There are various strategies that IT departments may adopt to strengthen the security of ePHI, in addition to the laws and policies that exist on our HIPAA compliance checklist and are derived from acts of law.

The implementation of an encrypted communication solution helps avoid any security breaches caused by the usage of personal mobile phones in the office. Authorized workforce can transmit ePHI – and send documents containing ePHI – using secure messaging systems that adhere to HIPAA’s physical, technological, and managerial protections.

Email is another place where there might be security holes. Emails containing ePHI should be encrypted before being forwarded outside of an internal firewalled server. Emails containing ePHI should also be considered part of a patient’s health data and should be securely kept in an encrypted manner for a minimum of six years.

Since patient records fetch a higher price on the black market than credit card information, safeguards should be put in place to avoid phishing assaults and spyware downloads. Criminals acquiring credentials to EMRs or other datasets have been blamed for some recent HIPAA breaches, and healthcare institutions may reduce the chance of this occurring to them by using an online content filter.

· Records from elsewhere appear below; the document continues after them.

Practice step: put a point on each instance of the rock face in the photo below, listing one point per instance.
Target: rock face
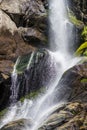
(79, 9)
(78, 16)
(35, 71)
(17, 125)
(20, 27)
(68, 117)
(73, 84)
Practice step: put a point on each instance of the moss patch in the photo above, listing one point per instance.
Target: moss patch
(74, 20)
(84, 80)
(82, 50)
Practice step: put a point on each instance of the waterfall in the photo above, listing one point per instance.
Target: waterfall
(15, 85)
(60, 37)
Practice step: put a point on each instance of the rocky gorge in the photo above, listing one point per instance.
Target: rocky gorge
(24, 32)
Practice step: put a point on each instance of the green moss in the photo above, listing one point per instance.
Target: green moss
(74, 20)
(2, 113)
(23, 62)
(84, 33)
(84, 80)
(82, 50)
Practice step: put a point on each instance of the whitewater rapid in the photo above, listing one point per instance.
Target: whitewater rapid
(38, 109)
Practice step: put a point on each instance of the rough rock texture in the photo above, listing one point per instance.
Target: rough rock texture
(36, 71)
(78, 12)
(20, 27)
(73, 84)
(17, 125)
(79, 7)
(72, 116)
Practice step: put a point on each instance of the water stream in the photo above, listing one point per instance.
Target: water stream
(38, 109)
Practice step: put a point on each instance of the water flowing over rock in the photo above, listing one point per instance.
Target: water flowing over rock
(47, 90)
(22, 29)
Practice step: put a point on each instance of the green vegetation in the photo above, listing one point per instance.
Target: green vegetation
(84, 80)
(82, 50)
(74, 20)
(84, 33)
(2, 113)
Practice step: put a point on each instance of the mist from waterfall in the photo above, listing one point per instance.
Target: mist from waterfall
(38, 109)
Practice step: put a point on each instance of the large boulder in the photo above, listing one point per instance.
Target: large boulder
(73, 84)
(17, 125)
(22, 29)
(71, 116)
(64, 117)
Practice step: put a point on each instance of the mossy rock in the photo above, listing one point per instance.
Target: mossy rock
(82, 50)
(33, 94)
(84, 33)
(74, 20)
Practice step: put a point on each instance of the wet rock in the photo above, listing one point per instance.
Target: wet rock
(79, 9)
(5, 82)
(17, 125)
(33, 36)
(70, 116)
(73, 84)
(35, 71)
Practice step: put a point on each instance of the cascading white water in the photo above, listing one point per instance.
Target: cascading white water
(38, 109)
(14, 86)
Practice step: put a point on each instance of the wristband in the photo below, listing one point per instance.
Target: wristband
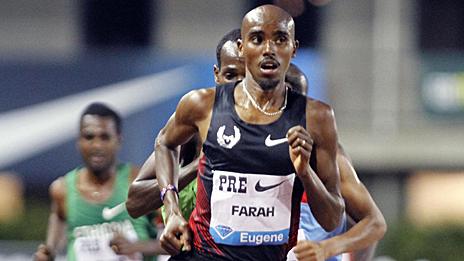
(166, 189)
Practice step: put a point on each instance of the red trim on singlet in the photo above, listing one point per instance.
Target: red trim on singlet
(201, 216)
(304, 199)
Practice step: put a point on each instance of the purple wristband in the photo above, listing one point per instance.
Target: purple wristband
(166, 189)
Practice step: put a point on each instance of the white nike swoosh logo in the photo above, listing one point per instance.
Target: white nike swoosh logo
(110, 213)
(31, 130)
(270, 143)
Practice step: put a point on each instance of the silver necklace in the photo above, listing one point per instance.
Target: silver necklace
(256, 105)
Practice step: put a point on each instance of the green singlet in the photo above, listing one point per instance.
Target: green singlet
(89, 233)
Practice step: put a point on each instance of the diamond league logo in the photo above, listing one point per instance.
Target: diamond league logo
(228, 141)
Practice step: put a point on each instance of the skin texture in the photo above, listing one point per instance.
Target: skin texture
(98, 144)
(268, 46)
(369, 224)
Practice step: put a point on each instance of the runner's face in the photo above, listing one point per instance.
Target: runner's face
(98, 142)
(268, 46)
(232, 66)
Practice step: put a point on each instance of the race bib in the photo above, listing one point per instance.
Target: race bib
(94, 241)
(250, 209)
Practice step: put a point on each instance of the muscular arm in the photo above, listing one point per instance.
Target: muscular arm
(370, 224)
(144, 192)
(323, 185)
(56, 221)
(192, 116)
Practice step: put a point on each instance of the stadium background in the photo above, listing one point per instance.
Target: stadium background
(393, 71)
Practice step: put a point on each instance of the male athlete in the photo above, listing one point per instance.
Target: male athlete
(84, 200)
(369, 225)
(258, 138)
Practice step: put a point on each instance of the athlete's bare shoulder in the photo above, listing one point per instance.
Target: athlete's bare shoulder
(57, 191)
(196, 104)
(319, 113)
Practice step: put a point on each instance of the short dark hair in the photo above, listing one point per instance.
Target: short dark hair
(233, 36)
(103, 110)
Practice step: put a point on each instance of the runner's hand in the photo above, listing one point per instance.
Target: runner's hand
(43, 253)
(176, 235)
(306, 250)
(300, 146)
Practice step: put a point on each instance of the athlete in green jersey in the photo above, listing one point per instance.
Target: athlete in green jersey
(85, 201)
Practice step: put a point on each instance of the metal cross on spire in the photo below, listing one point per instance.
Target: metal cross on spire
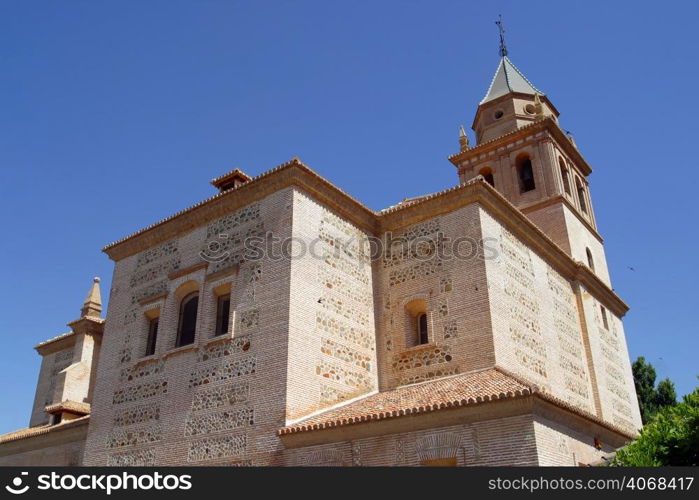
(503, 47)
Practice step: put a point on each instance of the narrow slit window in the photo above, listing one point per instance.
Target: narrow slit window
(223, 310)
(487, 174)
(581, 196)
(565, 176)
(525, 172)
(590, 260)
(152, 336)
(605, 321)
(186, 330)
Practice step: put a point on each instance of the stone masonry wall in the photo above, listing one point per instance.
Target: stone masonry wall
(536, 323)
(454, 290)
(221, 399)
(332, 346)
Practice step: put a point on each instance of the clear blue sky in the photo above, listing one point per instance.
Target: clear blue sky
(116, 114)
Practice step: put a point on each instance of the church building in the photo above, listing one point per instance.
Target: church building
(282, 322)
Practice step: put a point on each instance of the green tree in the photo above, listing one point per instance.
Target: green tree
(665, 393)
(671, 438)
(644, 380)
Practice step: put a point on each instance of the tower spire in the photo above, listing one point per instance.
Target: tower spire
(463, 139)
(93, 302)
(501, 29)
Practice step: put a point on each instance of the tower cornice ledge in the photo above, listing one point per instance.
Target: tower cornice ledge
(545, 124)
(295, 173)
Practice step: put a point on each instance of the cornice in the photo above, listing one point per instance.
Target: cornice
(292, 173)
(545, 124)
(562, 199)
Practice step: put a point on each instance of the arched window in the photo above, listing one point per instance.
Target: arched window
(152, 336)
(422, 335)
(525, 173)
(581, 196)
(187, 325)
(416, 323)
(487, 174)
(564, 176)
(590, 260)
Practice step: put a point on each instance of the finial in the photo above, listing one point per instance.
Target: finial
(538, 107)
(463, 138)
(93, 302)
(501, 29)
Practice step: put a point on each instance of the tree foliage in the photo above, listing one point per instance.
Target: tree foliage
(650, 398)
(671, 438)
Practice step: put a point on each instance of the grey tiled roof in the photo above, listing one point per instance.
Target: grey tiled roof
(508, 79)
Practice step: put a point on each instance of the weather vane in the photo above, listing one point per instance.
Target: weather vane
(503, 47)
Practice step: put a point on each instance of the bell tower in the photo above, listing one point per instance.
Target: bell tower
(522, 152)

Auxiliary HIPAA IT Safeguards

In addition to the technology laws listed above, there are several HIPAA IT compliance safeguards that are easy to ignore, such as the facility access policies within the Physical Security Rule. These HIPAA IT compliance standards may be overlooked accidentally if the IT Department is not responsible for the physical security of its servers, and it will be the obligation of the HIPAA Security Officer to establish accountability.

Further HIPAA IT obligations that are often neglected include Business Associate Agreements with SaaS providers and hosting businesses that may have access to ePHI through the services they offer. This is also true for programmers who develop eHealth apps that will communicate PHI. To be HIPAA IT compliant, each health care facility providing the app must have a Business Associate Agreement in place.

Checklist for HIPAA Audits

The next section of our HIPAA compliance checklist is a HIPAA audit checklist. The adoption of the HIPAA Enforcement Rule established a feasible method for HHR to assess HIPAA compliance. If it was discovered that a Covered Entity or Business Associate had made no effort to comply with HIPAA, HHR might levy sanctions even if no PHI breach had occurred. HHR has issued audit guidelines for the first two rounds of audits to assist Covered Organizations and Business Associates in compiling a HIPAA audit checklist.